Con estos interrogantes, intuyo que la ley queda en papel mojado y muchas administraciones, de forma sistemática, han reducido sus plantillas de profesionales. De esta manera, ha recaído sobre los pacientes las consecuencias de estos recortes, en forma de un mayor coste en medicamentos, más listas de esperas...


Por otro lado, quien alega que la sanidad es un servicio deficitario, porque cuesta dinero a la Administración Pública, parte de una premisa perniciosamente interesada.
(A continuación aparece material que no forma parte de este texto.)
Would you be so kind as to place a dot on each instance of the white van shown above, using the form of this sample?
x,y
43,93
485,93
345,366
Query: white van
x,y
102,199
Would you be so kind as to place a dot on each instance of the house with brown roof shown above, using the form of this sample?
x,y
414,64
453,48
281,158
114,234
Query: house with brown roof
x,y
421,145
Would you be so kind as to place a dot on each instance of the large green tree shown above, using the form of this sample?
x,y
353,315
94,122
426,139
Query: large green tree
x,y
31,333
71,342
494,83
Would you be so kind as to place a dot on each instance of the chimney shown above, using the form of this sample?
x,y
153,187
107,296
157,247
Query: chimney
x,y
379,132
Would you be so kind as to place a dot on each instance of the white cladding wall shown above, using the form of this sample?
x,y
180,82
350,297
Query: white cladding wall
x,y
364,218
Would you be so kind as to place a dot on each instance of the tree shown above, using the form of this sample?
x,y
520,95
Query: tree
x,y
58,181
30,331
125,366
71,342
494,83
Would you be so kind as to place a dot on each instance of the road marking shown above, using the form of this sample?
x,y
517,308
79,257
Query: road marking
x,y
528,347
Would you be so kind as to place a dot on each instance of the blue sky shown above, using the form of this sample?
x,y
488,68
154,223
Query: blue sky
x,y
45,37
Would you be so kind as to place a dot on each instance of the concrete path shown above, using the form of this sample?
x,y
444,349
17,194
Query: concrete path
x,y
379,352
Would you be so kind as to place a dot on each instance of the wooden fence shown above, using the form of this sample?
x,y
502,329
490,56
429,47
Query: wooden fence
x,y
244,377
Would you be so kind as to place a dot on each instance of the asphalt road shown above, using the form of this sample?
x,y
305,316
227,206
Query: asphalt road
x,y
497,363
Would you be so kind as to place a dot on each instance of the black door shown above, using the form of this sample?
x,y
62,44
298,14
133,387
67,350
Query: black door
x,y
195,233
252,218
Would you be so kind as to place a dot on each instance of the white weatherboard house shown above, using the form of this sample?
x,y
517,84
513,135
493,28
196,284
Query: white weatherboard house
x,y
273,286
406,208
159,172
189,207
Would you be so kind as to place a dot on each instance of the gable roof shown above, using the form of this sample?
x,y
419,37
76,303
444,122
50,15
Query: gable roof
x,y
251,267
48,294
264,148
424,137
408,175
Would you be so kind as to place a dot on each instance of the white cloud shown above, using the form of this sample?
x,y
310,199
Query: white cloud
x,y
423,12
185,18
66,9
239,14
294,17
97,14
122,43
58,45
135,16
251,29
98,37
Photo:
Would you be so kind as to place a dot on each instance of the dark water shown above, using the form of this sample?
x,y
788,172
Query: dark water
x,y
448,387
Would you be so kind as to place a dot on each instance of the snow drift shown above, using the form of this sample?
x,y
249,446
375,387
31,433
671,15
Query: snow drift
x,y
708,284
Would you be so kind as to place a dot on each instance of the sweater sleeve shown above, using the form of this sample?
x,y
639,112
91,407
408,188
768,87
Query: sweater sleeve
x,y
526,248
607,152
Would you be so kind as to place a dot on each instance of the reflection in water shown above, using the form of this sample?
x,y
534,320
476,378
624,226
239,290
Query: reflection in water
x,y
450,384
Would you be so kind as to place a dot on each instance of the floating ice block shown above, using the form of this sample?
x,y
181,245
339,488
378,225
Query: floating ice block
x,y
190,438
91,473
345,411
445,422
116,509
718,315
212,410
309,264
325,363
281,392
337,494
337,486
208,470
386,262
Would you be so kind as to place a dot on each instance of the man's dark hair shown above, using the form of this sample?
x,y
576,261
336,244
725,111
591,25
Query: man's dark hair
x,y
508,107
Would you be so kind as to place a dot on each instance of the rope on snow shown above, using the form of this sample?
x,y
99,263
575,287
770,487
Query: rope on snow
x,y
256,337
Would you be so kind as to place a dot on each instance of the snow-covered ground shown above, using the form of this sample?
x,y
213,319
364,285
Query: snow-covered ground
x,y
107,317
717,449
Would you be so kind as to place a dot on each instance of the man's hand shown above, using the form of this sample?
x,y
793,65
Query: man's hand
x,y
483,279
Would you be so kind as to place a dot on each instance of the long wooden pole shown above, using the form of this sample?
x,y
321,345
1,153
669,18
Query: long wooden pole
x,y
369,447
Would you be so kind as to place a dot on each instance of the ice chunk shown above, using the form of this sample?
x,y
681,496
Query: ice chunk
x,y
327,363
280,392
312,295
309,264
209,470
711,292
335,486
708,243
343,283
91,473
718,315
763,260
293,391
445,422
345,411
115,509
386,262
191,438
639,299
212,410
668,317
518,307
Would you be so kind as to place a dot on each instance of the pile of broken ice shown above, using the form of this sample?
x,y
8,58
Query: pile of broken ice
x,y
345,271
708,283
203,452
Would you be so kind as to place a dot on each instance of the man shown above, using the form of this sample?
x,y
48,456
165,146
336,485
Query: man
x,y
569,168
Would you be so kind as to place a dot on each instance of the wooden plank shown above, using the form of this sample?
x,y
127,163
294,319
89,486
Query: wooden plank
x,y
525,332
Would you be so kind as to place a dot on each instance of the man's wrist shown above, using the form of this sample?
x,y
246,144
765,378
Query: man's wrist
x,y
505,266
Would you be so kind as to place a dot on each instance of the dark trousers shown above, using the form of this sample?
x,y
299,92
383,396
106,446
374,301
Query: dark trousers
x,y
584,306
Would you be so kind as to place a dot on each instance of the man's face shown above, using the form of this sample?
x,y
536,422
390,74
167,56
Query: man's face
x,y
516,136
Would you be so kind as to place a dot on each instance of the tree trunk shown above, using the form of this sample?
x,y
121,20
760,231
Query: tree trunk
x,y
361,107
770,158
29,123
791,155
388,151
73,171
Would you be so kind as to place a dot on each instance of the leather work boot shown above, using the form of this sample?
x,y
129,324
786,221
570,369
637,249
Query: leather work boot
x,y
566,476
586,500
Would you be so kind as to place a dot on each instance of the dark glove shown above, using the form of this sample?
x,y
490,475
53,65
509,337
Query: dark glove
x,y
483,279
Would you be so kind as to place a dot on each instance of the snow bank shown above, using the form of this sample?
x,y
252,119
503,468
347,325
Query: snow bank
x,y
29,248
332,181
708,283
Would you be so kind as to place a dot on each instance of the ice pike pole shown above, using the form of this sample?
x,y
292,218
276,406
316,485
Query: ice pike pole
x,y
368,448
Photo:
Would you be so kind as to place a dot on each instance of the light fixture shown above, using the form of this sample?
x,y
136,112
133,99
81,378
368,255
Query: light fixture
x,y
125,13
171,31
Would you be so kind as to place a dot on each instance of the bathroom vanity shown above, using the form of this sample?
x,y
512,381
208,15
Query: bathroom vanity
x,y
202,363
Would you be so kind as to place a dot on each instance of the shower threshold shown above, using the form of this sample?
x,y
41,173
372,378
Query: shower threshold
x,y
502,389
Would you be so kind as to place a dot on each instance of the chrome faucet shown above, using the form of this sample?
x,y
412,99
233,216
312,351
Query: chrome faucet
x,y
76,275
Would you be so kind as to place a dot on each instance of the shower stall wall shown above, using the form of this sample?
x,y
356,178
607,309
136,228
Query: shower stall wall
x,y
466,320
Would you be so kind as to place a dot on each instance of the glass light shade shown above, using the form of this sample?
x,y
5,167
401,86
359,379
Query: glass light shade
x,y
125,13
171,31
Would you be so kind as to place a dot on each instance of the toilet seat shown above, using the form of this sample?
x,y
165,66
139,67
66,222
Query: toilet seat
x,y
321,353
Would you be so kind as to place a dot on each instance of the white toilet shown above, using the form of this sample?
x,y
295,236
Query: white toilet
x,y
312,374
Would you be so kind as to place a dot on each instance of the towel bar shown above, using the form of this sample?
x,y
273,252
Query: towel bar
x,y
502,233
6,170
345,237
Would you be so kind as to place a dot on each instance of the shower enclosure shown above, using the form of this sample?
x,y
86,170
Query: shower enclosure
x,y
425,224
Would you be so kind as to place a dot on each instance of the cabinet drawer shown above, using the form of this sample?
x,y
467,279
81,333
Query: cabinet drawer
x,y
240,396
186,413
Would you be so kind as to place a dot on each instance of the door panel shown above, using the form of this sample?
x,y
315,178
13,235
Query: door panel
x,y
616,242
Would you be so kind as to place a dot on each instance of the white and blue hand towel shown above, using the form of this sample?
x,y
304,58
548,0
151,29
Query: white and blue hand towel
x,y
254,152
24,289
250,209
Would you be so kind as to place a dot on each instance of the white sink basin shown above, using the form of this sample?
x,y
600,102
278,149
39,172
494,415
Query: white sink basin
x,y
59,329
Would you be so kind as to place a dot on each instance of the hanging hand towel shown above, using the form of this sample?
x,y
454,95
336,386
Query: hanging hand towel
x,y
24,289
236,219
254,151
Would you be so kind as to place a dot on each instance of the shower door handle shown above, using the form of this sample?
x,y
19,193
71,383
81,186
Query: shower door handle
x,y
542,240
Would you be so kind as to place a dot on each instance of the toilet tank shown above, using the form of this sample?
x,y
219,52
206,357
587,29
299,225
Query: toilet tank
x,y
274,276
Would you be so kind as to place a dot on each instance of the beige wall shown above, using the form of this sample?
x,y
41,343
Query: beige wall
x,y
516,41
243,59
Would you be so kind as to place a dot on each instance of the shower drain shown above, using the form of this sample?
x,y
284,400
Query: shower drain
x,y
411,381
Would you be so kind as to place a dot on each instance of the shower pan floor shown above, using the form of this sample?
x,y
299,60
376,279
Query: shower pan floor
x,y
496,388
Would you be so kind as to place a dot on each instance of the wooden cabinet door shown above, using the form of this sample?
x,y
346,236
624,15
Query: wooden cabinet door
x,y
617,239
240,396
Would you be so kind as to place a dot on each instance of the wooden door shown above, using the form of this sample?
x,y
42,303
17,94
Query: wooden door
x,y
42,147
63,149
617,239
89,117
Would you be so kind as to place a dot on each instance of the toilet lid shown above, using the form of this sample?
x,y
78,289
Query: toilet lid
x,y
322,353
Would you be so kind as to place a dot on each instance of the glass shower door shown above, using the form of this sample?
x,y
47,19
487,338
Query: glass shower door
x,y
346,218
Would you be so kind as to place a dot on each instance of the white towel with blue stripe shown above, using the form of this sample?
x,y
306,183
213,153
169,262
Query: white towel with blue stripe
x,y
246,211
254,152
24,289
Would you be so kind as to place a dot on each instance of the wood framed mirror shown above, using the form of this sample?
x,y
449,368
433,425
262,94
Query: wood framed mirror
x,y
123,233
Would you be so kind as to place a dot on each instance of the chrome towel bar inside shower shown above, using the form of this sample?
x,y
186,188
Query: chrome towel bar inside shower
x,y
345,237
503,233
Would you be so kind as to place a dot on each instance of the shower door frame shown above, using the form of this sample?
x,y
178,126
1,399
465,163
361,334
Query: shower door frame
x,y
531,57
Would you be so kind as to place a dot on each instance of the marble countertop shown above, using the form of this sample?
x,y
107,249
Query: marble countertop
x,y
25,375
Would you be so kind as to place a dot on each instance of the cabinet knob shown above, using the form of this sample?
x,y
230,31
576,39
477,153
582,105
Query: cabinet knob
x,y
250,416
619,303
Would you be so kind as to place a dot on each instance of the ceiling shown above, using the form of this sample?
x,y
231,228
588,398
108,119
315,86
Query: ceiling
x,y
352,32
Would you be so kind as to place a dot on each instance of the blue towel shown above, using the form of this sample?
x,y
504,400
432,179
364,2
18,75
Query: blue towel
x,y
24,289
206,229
Ya que obvia que la sanidad debe ser una inversión en calidad de vida, con lo que conllevaría, a su vez, menos gasto en farmacología, menos necesidad de pruebas diagnósticas, un menor número de bajas ...


Con todos estos planteamientos, podemos observar que la sanidad, no solo cuesta dinero (a los usuarios), sino que además les cuesta su estado de salud a los propios pacientes.


Por cierto, un último apunte; si la sanidad cuesta dinero y es deficitaria, ¿por qué las empresas privadas tienen tanto interés en que se privatice la sanidad pública?